Bill Cosby won't be charged over 1974 molestation claim, say prosecutors (+video)
Prosecutors declined to charge Bill Cosby with annoying or molesting a child under the age of 18 because the statute of limitations had passed, and conditions for extending the statute of limitations were not met.
Los Angeles prosecutors on Tuesday declined to file any charges against Bill Cosby after a woman recently claimed the comedian molested her around 1974.
The rejection of a child sexual abuse charge by prosecutors came roughly 10 days after the woman, Judy Huth, met with Los Angeles police detectives for 90 minutes.
The Los Angeles County district attorney's office rejected filing a misdemeanor charge of annoying or molesting a child under the age of 18 because the statute of limitations had passed.
Days before Huth spoke to police, she accused Cosby in a civil lawsuit of forcing her to perform a sex act on him in a bedroom of the Playboy Mansion when she was 15 years old.
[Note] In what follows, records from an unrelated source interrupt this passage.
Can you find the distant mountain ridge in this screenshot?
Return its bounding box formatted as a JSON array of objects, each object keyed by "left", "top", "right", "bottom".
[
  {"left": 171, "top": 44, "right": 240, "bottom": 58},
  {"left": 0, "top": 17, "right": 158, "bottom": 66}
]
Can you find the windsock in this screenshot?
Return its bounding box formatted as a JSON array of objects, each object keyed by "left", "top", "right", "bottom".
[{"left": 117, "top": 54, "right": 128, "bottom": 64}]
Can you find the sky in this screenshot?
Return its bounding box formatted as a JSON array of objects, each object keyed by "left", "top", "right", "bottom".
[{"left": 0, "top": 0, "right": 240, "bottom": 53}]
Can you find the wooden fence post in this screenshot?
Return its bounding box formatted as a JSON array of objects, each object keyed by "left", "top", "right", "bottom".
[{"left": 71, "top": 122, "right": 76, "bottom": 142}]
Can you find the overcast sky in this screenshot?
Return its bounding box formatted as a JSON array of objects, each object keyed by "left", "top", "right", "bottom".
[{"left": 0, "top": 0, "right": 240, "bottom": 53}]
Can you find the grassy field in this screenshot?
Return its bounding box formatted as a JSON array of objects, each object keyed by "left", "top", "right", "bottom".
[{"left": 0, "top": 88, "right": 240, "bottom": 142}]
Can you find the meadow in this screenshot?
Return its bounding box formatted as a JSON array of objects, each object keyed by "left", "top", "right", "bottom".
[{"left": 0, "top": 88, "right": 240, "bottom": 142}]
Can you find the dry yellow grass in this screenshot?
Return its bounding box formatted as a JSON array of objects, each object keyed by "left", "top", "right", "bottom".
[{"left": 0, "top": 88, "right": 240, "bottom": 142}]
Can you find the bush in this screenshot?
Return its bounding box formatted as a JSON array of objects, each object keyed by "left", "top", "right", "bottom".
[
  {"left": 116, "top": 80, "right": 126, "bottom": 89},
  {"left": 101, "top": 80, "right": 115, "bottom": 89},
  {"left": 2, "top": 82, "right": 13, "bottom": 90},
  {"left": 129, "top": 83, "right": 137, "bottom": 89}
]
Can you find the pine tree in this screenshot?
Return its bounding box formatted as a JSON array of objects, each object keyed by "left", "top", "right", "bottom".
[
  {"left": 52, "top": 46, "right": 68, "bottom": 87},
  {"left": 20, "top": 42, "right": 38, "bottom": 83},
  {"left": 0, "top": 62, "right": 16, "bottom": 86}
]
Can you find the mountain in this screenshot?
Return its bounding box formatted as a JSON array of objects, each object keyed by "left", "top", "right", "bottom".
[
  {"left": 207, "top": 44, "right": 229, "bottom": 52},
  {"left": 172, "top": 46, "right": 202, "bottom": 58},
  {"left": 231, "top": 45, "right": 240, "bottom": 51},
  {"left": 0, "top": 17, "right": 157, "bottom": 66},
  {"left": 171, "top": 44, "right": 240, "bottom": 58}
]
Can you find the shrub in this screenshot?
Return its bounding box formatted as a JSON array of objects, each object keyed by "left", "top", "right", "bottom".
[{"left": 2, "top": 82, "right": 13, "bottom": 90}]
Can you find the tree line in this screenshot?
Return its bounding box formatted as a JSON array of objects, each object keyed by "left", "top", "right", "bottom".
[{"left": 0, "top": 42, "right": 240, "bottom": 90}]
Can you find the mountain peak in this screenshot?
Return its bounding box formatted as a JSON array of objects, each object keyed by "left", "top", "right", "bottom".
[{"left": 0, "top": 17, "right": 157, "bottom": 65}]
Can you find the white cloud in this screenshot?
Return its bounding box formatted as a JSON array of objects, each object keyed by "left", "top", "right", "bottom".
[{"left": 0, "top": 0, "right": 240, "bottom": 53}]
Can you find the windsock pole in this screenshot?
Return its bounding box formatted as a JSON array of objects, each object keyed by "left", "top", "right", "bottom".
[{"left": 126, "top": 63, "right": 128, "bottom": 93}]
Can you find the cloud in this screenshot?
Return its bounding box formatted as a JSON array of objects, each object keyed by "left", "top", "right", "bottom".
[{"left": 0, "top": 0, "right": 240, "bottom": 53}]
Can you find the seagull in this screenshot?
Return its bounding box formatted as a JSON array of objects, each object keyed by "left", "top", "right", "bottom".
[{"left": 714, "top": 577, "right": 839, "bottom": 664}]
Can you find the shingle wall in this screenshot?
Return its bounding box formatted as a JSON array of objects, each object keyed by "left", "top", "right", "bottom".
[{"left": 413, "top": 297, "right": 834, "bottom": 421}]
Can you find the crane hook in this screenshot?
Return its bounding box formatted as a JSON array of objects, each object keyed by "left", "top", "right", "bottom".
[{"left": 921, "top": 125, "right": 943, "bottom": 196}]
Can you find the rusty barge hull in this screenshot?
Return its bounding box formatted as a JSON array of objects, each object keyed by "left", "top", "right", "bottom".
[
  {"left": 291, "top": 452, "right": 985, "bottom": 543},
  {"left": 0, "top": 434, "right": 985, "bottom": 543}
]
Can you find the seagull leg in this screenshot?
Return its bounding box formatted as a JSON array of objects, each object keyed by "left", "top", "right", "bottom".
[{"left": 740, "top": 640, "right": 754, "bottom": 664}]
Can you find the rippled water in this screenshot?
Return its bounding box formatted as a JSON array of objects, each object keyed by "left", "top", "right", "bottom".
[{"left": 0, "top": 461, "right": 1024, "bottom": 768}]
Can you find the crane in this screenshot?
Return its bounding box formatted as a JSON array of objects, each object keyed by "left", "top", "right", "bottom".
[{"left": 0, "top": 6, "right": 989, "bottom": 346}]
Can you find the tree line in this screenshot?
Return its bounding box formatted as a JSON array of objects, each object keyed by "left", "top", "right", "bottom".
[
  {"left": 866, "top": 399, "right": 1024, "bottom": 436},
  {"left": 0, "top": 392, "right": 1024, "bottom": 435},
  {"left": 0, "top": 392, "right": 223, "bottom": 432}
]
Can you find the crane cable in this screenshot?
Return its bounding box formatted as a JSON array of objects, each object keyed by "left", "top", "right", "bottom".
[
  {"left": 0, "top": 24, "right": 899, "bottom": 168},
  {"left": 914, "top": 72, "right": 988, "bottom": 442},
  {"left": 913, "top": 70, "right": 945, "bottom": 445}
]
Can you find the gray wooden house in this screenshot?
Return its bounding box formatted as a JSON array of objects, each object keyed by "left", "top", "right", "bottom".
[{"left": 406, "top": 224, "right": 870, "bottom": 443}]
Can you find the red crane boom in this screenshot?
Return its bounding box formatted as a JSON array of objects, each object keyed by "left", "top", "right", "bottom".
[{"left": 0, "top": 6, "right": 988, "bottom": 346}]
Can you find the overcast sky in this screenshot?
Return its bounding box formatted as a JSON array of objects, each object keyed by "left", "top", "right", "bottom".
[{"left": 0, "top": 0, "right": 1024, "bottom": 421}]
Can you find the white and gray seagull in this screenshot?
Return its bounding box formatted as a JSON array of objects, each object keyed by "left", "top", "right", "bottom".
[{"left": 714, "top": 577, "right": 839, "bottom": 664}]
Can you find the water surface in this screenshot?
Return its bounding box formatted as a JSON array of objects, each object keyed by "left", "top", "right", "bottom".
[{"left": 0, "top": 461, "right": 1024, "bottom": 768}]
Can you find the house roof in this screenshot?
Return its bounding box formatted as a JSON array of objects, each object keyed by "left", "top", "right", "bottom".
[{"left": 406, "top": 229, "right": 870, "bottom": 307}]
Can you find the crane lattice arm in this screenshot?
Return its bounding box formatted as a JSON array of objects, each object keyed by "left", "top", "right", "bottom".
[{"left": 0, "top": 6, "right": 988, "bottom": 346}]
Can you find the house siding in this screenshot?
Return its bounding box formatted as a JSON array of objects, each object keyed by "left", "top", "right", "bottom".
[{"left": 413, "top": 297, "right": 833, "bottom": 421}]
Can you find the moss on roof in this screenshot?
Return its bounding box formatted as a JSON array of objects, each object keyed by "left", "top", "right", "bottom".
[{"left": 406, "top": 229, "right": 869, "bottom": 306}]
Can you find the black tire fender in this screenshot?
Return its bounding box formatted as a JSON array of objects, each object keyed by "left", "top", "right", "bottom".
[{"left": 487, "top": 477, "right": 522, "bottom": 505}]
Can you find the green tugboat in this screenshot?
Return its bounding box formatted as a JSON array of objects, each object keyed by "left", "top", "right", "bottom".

Cosby's attorney said that Huth attempted to extort $250,000 from the comedian before she sued and that she'd attempted to sell her story to a tabloid a decade ago.
Cosby is seeking a dismissal of Huth's lawsuit, arguing it is blocked by the statute of limitations.
Huth told police that Cosby molested her and that she had no further contact with him after the incident, according to a summary of her allegations included with the prosecutor's decision.
In rejecting the case, prosecutors evaluated the charge Cosby would have faced in 1974. Prosecutors took into account legislative changes that extend the statute of limitations for certain crimes but found no way that Cosby could be legally prosecuted.
The statute of limitations for filing a misdemeanor case is one year; the statute of limitations for a felony sex crime committed in 1974 was three years, according to the prosecutors' analysis.
"It is our understanding that the decision not to prosecute was based on the statute of limitations and not on the merits of Ms. Huth's claims," Huth's attorney, Gloria Allred, wrote in a statement.
Cosby's attorney, Marty Singer, did not immediately return a message seeking comment.
Huth is one of at least 15 women who have come forward since early November with claims that Cosby sexually assaulted them decades ago. Most of the women say the comedian drugged them before he assaulted them. She is one of two women suing Cosby; a second woman is suing for defamation.
Cosby has never been charged in connection with any of the allegations. A 2005 lawsuit by a Pennsylvania woman was settled before it went to trial.
Since the allegations emerged, Cosby's career has unraveled, with nearly a dozen performances canceled in his ongoing standup comedy tour. NBC has said it will not move forward with a Cosby sitcom that was under development, and Netflix indefinitely postponed a special that was set to premiere last month.
Cosby's attorneys have denied some of the allegations and dismissed others as decades old and "discredited."